Первое совпадение лучшего для меня и лучшего на земле. Разве не ЕСТЕСТВЕННО, что ушло? За что ты — принимаешь жизнь??

Для тебя его смерть не в порядке вещей, для меня его жизнь — не в порядке, в порядке ином, иной порядок.

Да, главное, Как случилось, что ты средоточием письма взял частность твоего со мной — на час, год, десятилетие — разминовения, а не наше с ним — на всю жизнь, на всю землю — расставание. Словом, начал с последней строки своего последнего письма, а не с первой — моего (от 31-го). Твое письмо — продолжение. Не странно? Разве что-нибудь еще длится? Борис, разве ты не видишь, что то разминовение, всякое, пока живы, ЧАСТНОСТЬ — уже уничтоженная. Там «решал», «захотел», «пожелал», здесь: СТРЯСЛОСЬ.

Или это — сознательно? Бессознательный страх страдания? Тогда вспомни его Leid {272}, звук этого слова, и перенеси его и на меня, после такой потери ничем не уязвимой, кроме еще — ТАКОЙ. Т.е. — не бойся молчать, не бойся писать, все это раз и пока жив, неважно.

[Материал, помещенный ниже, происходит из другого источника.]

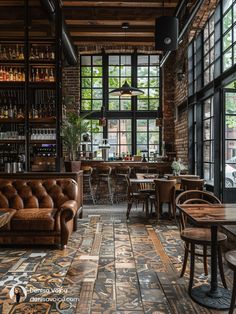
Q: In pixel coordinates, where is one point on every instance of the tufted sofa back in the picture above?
(48, 193)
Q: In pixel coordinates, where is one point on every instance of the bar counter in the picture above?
(161, 167)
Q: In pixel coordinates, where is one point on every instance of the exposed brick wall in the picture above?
(175, 91)
(71, 87)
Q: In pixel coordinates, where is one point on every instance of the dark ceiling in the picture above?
(93, 22)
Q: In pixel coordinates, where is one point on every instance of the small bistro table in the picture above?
(211, 215)
(3, 218)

Дошло ли описание его погребения. Немножко узнала о его смерти: умер утром, пишут — будто бы тихо, без слов, трижды вздохнув, будто бы не зная, что умирает (поверю!). Скоро увижусь с русской, бывшей два последних месяца его секретарем. Да! Две недели спустя получила от него подарок немецкую Мифологию 1875 г. — год его рождения. Последняя книга, которую он читал, была Paul Vale?ry (Вспомни мой сон).

_____

Живу в страшной тесноте, две семьи в одной квартире, общая кухня, втроем в комнате, никогда не бываю одна, страдаю.

_____

Кто из русских поэтов (у нас их нет) пожалел о нем? Передал ли мой привет автору «Гренады»? (имя забыла)

Да, новая песня

И новая жисть.

Не надо, ребята,

О песнях тужить.

Не надо, не надо,

Не надо, друзья!

Гренада, Гренада, Гренада моя.

Версты эмигрантская печать безумно травит [1224]. Многие не подают руки. (Х<одасеви>ч первый). Если любопытно, напишу пространнее.

Передай Асе листочек, мои письма к ней не доходяг.

Впервые — НП. С. 321–327. СС-6. 268–272. Печ. по: Души начинают видеть. С. 289–294.